Convention 190 is an international standard that was long overdue. The issue of addressing violence at work became part of the ILO agenda in 2015, after a continuous global campaign and lobbying by Global Unions and civil society organisations. In the campaign to secure the Convention, ITF affiliates in all regions made a significant contribution, through national lobbying of governments, campaigning to raise awareness and support, and providing evidence about the impact of violence against women transport workers. ITF Women had a strong delegation at the ILC discussions in 2018 and 2019, playing an important role within the workers’ group to achieve the language that is critical for transport workers.
What does it include?
The Convention was won at a time when global movements like #Metoo and #Timesup have been shifting the paradigm of how we respond to the issue of violence, how we engage with institutions on the issue of violence, and how we set accountability reaffirming that personal is political! The new ILO standard addresses the need for accountability and creates a mechanism for an institutional response to violence.
In order to do that, Convention 190 does three important things:
- Firstly, it defines what violence and harassment means – the line between violence and harassment is often blurred. The Convention defines harassment and violence under one definition and sees it as a range of behaviours. It also includes gender-based violence and harassment.
- Then, it deals with who is protected by the Convention – this truly inclusive Convention identifies the right of everyone to a world of work free from violence and harassment. It covers interns, volunteers and job seekers along with employees. Furthermore, it applies to all sectors, whether private or public, both in the formal and informal economy, and in urban or rural areas. Transport is particularly recognised.
- And it looks at what a workplace is – and makes it clear that the world of work goes beyond the workplace, and includes incidents in the course of, linked with or arising out of work – including places where the worker uses sanitary facilities, and when commuting to and from work. This is a significant achievement for all transport workers.
The Convention also addresses third party violence to ensure accountability.
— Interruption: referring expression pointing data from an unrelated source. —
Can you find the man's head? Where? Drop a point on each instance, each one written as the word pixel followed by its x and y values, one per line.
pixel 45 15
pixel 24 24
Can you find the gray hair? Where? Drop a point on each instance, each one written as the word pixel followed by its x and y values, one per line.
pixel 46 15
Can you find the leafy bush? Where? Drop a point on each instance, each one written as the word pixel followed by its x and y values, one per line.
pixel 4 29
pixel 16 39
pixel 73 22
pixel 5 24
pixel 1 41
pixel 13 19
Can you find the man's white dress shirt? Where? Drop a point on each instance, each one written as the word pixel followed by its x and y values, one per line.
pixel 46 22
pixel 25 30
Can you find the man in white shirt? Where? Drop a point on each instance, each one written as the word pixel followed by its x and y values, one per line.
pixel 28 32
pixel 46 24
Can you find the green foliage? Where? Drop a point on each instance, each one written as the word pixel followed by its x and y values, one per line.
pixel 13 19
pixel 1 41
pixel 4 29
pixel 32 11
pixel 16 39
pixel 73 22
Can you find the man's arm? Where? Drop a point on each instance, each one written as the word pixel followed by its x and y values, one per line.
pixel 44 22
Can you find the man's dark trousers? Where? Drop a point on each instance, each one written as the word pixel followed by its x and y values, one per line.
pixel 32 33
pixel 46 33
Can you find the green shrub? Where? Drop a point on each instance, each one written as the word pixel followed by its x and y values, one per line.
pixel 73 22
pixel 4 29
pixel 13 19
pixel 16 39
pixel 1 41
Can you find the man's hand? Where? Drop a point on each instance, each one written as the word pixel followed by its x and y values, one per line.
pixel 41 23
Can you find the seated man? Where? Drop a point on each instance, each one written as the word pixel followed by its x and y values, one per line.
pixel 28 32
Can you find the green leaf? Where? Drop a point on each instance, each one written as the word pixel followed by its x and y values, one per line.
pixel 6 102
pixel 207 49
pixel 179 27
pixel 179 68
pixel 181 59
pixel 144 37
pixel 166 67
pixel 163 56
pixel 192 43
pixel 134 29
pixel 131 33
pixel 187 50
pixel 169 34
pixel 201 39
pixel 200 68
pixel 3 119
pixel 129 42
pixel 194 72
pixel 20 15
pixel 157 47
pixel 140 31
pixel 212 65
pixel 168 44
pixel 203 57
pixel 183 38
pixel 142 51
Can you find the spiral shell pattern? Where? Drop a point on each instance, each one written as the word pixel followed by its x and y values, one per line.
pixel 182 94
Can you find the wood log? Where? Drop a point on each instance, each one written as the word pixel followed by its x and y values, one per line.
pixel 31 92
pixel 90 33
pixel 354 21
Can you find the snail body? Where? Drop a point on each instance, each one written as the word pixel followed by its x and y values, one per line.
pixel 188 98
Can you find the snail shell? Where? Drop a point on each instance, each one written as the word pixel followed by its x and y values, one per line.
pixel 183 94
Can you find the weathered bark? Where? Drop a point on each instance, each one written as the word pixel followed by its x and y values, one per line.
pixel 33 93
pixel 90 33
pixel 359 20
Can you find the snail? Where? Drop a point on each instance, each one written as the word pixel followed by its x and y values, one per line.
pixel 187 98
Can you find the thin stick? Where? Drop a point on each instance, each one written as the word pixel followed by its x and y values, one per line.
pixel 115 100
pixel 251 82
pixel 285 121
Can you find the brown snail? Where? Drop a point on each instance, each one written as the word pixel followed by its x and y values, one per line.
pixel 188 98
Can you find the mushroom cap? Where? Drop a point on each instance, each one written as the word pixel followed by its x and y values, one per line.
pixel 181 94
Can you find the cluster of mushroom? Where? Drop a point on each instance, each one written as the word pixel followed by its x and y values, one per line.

This is crucial with the changing nature of jobs, the rapidly growing gig economy and a very large number of unorganised workers. It also recognises the effects of domestic violence and the need to mitigate the impact of domestic violence in the world of work.
What do we need now?
We have come a long way and there is a lot to celebrate, but our work is far from over! The Convention is a historic opportunity to shape a future of work based on dignity and respect, free from violence and harassment. To make this powerful document a living reality, we need governments to ratify and implement the Convention and Recommendation. We need to continue lobbying for broad ratification of the Convention.
How do we do it?
The ratification campaign needs to be rooted in local actions to lobby governments. We need to make continued efforts to spread awareness, to work collectively with alliances, and to integrate the Convention’s language in union policies and in our workplace agreements. We should utilise every opportunity to start a dialogue about Convention 190!